My therapeutic concept is designed for people who suffer from a complexity of disorders, including psychological, medical, and addictive, that mostly typically fit the multiple symptoms described by the Complex PTSD diagnosis. Their disorders have a developmental origin, often in abusive, under-attended and traumatic living conditions from birth or early childhood to early adulthood and afterward, and their personality styles reflect the inadequate or self-defeating traits resulting from such lifestyles. Because they have poor self-control systems and even more deficient parenting skills, these individuals tend to perpetuate the same kinds of problems from generation to generation.
My theraputic model requires that the patient and her family are able to have a permanent residence where they have an adequate and fit living space (an apartment), a safe environment ensured by secured and supervised entry and exit points, and a healthy environment in which living facility and personal hygiene, positive social interactions and individual and family enrichment are embedded and accentuated.
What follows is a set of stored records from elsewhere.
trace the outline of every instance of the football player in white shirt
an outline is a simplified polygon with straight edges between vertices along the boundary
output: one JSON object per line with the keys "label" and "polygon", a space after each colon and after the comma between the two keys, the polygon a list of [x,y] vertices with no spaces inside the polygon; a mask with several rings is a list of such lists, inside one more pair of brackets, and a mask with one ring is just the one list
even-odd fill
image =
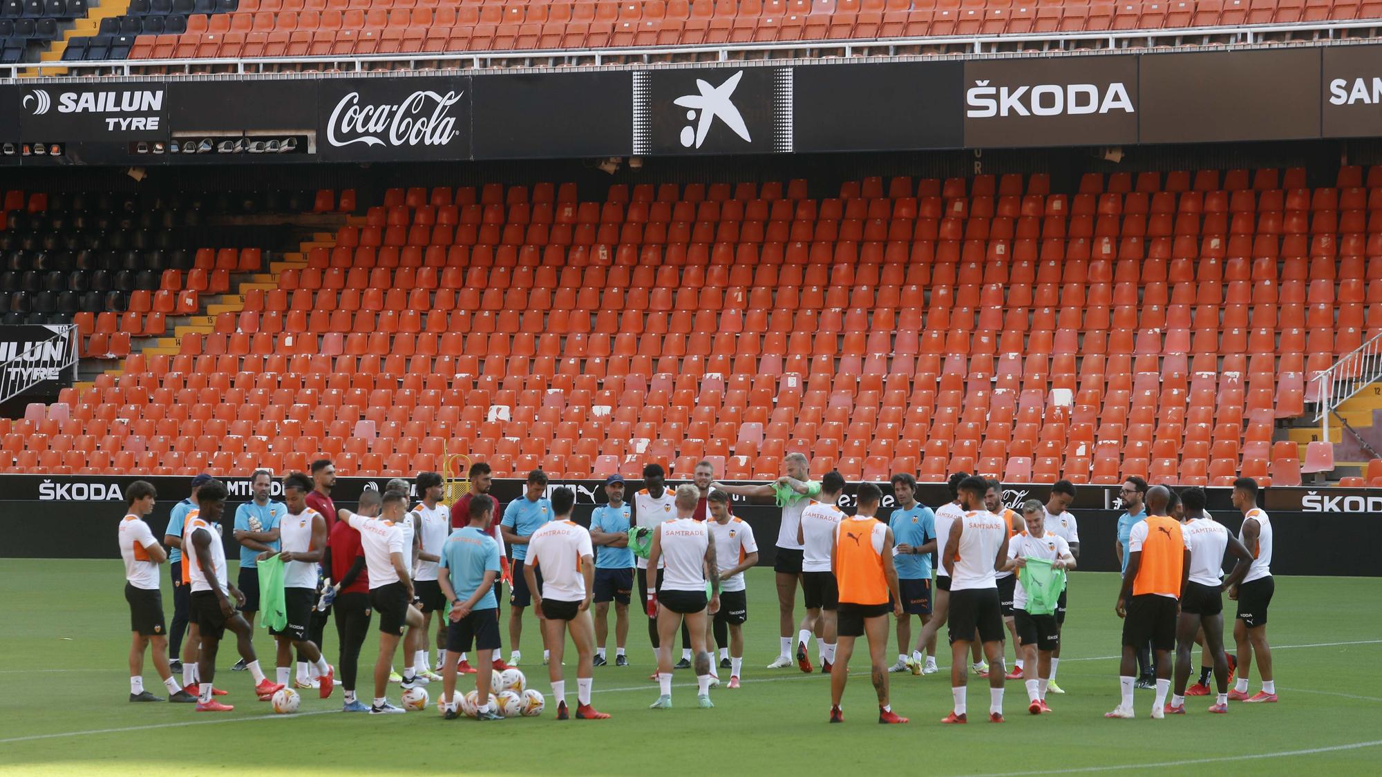
{"label": "football player in white shirt", "polygon": [[[390,478],[384,485],[386,492],[394,491],[402,494],[405,505],[408,503],[409,488],[408,481],[401,477]],[[409,510],[398,521],[398,531],[404,535],[405,553],[408,549],[412,549],[412,556],[408,557],[408,575],[413,581],[413,596],[408,603],[408,632],[404,635],[404,672],[399,675],[390,666],[388,682],[399,683],[404,690],[408,690],[431,683],[430,677],[423,676],[413,668],[413,658],[417,655],[417,651],[427,648],[427,630],[423,628],[423,611],[419,607],[422,601],[417,597],[417,565],[422,563],[422,518],[416,512]]]}
{"label": "football player in white shirt", "polygon": [[[1075,484],[1068,480],[1057,480],[1050,485],[1050,496],[1046,499],[1046,531],[1066,539],[1070,554],[1079,559],[1079,524],[1068,510],[1075,500]],[[1066,579],[1066,589],[1060,592],[1060,601],[1056,603],[1056,630],[1066,628],[1066,597],[1070,593],[1070,579]],[[1056,671],[1060,668],[1060,640],[1056,640],[1056,650],[1050,654],[1050,683],[1048,687],[1053,694],[1066,693],[1056,684]],[[1045,698],[1045,697],[1042,697]]]}
{"label": "football player in white shirt", "polygon": [[[542,637],[551,651],[547,677],[557,700],[557,720],[567,720],[567,679],[561,655],[567,632],[576,643],[576,719],[604,720],[608,713],[590,705],[591,668],[596,657],[596,624],[590,618],[590,600],[596,595],[596,557],[586,527],[571,520],[576,492],[557,488],[551,492],[553,518],[528,538],[528,559],[522,574],[528,578],[532,604],[542,624]],[[542,570],[542,585],[538,585]]]}
{"label": "football player in white shirt", "polygon": [[[996,480],[988,481],[988,491],[984,494],[984,507],[994,513],[995,516],[1003,518],[1007,524],[1007,539],[1010,541],[1017,532],[1023,531],[1023,517],[1014,510],[1009,510],[1003,506],[1003,484]],[[1007,626],[1007,635],[1013,637],[1013,650],[1017,650],[1017,624],[1013,612],[1013,593],[1017,590],[1017,575],[1006,571],[999,571],[994,575],[998,582],[998,604],[1003,610],[1003,625]],[[980,676],[984,676],[980,672]],[[1023,657],[1020,653],[1016,654],[1016,661],[1013,671],[1007,673],[1009,680],[1017,680],[1023,676]]]}
{"label": "football player in white shirt", "polygon": [[[1233,506],[1242,510],[1238,541],[1252,553],[1252,567],[1242,582],[1229,589],[1229,599],[1238,601],[1233,622],[1233,640],[1238,648],[1238,683],[1229,694],[1234,701],[1253,704],[1277,701],[1277,683],[1271,675],[1271,646],[1267,644],[1267,606],[1276,592],[1271,577],[1271,520],[1258,507],[1258,481],[1240,477],[1233,481]],[[1248,697],[1248,673],[1258,661],[1262,690]]]}
{"label": "football player in white shirt", "polygon": [[782,507],[782,521],[778,525],[777,550],[773,571],[778,592],[778,657],[768,669],[782,669],[792,665],[792,628],[796,625],[796,583],[802,578],[802,543],[796,541],[796,530],[802,523],[802,512],[810,499],[821,494],[821,484],[810,480],[811,462],[800,451],[782,458],[784,476],[773,483],[759,485],[724,485],[712,483],[710,488],[727,491],[734,496],[773,498]]}
{"label": "football player in white shirt", "polygon": [[[1050,561],[1052,568],[1074,570],[1075,557],[1064,536],[1046,531],[1046,510],[1041,502],[1028,499],[1023,503],[1023,518],[1027,528],[1019,532],[1007,545],[1009,571],[1014,577],[1027,567],[1028,559]],[[1027,607],[1027,589],[1019,579],[1013,589],[1013,615],[1017,622],[1017,655],[1023,657],[1023,679],[1027,686],[1027,711],[1032,715],[1050,712],[1046,706],[1046,690],[1050,687],[1052,651],[1060,643],[1060,628],[1056,614],[1032,614]]]}
{"label": "football player in white shirt", "polygon": [[225,629],[235,633],[236,647],[245,668],[254,677],[254,693],[260,701],[268,701],[283,690],[281,683],[272,683],[260,669],[250,642],[253,629],[249,621],[235,608],[245,603],[245,595],[225,577],[225,543],[221,539],[220,523],[225,512],[225,485],[218,480],[203,484],[196,492],[198,509],[187,514],[182,532],[182,547],[192,550],[188,568],[192,585],[192,617],[198,622],[200,651],[198,655],[198,712],[229,712],[229,704],[214,701],[216,654],[221,646]]}
{"label": "football player in white shirt", "polygon": [[806,655],[806,644],[813,633],[821,673],[829,675],[835,662],[840,592],[831,571],[831,541],[840,521],[849,517],[839,507],[843,492],[844,476],[839,470],[825,473],[820,499],[813,499],[802,510],[796,525],[796,541],[802,543],[802,595],[806,599],[806,617],[796,635],[796,665],[807,673],[811,672],[811,659]]}
{"label": "football player in white shirt", "polygon": [[[650,463],[643,467],[643,488],[633,495],[633,523],[634,525],[645,530],[656,530],[662,521],[669,521],[676,517],[676,496],[666,485],[666,473],[662,470],[662,465]],[[652,662],[658,662],[658,615],[656,607],[654,606],[654,599],[658,586],[662,585],[662,570],[656,570],[652,574],[652,582],[648,582],[648,560],[643,557],[633,559],[634,577],[638,581],[638,596],[643,599],[643,612],[648,617],[648,642],[652,644]],[[681,629],[681,661],[677,662],[677,669],[691,668],[691,635]],[[656,679],[656,672],[652,673],[650,680]]]}
{"label": "football player in white shirt", "polygon": [[[278,643],[278,682],[286,686],[292,679],[296,648],[299,659],[316,665],[318,693],[321,698],[329,698],[336,673],[322,657],[321,647],[307,635],[312,604],[316,603],[316,567],[326,552],[326,518],[307,506],[311,491],[312,478],[303,473],[289,473],[283,478],[283,506],[287,512],[278,524],[279,550],[265,550],[256,561],[268,561],[274,556],[283,561],[283,608],[287,622],[282,629],[269,629]],[[297,687],[311,687],[299,675]]]}
{"label": "football player in white shirt", "polygon": [[995,572],[1007,564],[1007,524],[984,507],[988,481],[978,476],[959,484],[965,516],[951,524],[941,561],[951,578],[951,694],[955,708],[941,723],[967,723],[965,654],[976,636],[988,655],[988,720],[1003,722],[1003,615]]}
{"label": "football player in white shirt", "polygon": [[[934,675],[936,666],[936,635],[949,619],[949,572],[945,571],[945,541],[949,539],[949,527],[955,520],[965,517],[965,509],[959,506],[959,484],[969,477],[969,473],[958,471],[949,476],[951,500],[936,507],[936,603],[931,606],[931,619],[922,625],[922,633],[916,636],[915,653],[926,651],[926,666],[923,675]],[[981,643],[974,640],[970,646],[974,659],[974,673],[984,676],[988,673],[988,664],[984,662]]]}
{"label": "football player in white shirt", "polygon": [[434,471],[417,473],[417,495],[422,502],[413,507],[413,524],[417,527],[417,571],[413,583],[417,589],[417,599],[422,600],[423,629],[420,644],[415,646],[413,671],[434,683],[441,682],[441,675],[431,671],[427,664],[427,632],[431,630],[433,614],[437,615],[437,666],[442,666],[446,658],[446,597],[441,593],[441,583],[437,582],[441,561],[441,549],[451,536],[451,510],[441,503],[445,492],[441,476]]}
{"label": "football player in white shirt", "polygon": [[388,671],[398,653],[404,626],[423,625],[422,614],[409,606],[413,600],[413,579],[409,574],[409,550],[399,523],[408,509],[408,496],[386,491],[383,514],[377,518],[339,509],[337,517],[359,532],[365,549],[365,570],[369,572],[369,604],[379,614],[379,658],[375,661],[375,704],[370,715],[398,715],[404,709],[388,704]]}
{"label": "football player in white shirt", "polygon": [[153,646],[153,669],[169,690],[169,701],[192,702],[169,668],[167,628],[163,625],[163,596],[159,592],[159,564],[169,554],[144,523],[153,512],[158,494],[148,481],[137,480],[124,489],[129,506],[120,521],[120,556],[124,559],[124,600],[130,604],[130,701],[163,701],[144,690],[144,651]]}
{"label": "football player in white shirt", "polygon": [[[665,521],[652,535],[648,567],[663,563],[662,583],[658,588],[658,689],[662,691],[650,706],[672,708],[672,635],[685,624],[695,650],[697,701],[710,708],[710,654],[705,648],[706,614],[720,610],[720,565],[716,561],[710,530],[695,514],[701,492],[690,483],[677,487],[677,517]],[[709,581],[709,590],[706,583]],[[709,596],[706,596],[709,593]]]}
{"label": "football player in white shirt", "polygon": [[730,646],[728,687],[737,689],[744,668],[744,622],[749,618],[744,571],[759,563],[759,543],[753,539],[753,527],[730,514],[728,494],[712,491],[706,496],[706,509],[710,513],[714,557],[720,564],[720,610],[712,618],[712,628],[716,642]]}
{"label": "football player in white shirt", "polygon": [[[1204,646],[1201,654],[1212,664],[1219,686],[1219,698],[1209,712],[1229,712],[1229,657],[1223,651],[1223,597],[1219,592],[1226,585],[1237,585],[1248,574],[1252,553],[1223,524],[1205,513],[1205,503],[1204,488],[1187,488],[1180,492],[1180,516],[1171,516],[1180,520],[1180,534],[1190,546],[1190,572],[1186,590],[1180,595],[1180,615],[1176,619],[1176,690],[1166,702],[1166,715],[1186,713],[1190,648],[1195,642]],[[1238,559],[1238,564],[1224,581],[1226,550]]]}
In addition it provides, within the living facility, medical and psychological services for the patients and their families in ways that do not place undue stresses on the individuals. These services are integrated, with one master treatment plan for each family and/or their individual members, and all treatment is provided by a treatment team with specialists who are responsible for working together to support and complete the treatment goals. This team will stay with the patient and/or family as long as needed so that therapeutic bonds and continuity are preserved and treatment goals are reached.
At this point in my professional career, it is my observation and belief that a true therapeutic model for significant cognitive and behavior changes in individuals has to be a comprehensive program in which shelter, safety, nurturance, and therapy are all part of one package. Therapy alone, or care/supervision interventions, are not adequate enough to overcome the forces of one’s living conditions. And, living conditions must be altered significantly from traditional housing and management ways to support the therapeutic process. And these change conditions can only be effective when they become integrated in one therapeutic program.
This is the vision for the Solace Project, which has recently been funded for a 30 unit residential facility in St. Peter Minnesota where individuals from the social subgroup being discussed here will become residents along with family members. Most will likely meet criteria for homelessness, indigence, and some levels of severe and persistent mental illnesses. They may come from chemical dependency or co-occurring treatment programs, or by referral from drug courts, penal institutions, transient housing programs, or County systems. They will very likely be persons with damaged psychological conditions and faulty or inadequate coping systems, and will require comprehensive and long term therapeutic intervention within a supportive therapeutic living environment that provides permanent housing to them and their families.
If this comprehensive, integrated therapeutic system can be instituted without change or degradation, these individuals will finally get a fair chance at changing for the better and becoming effective self-supporting citizens of our society.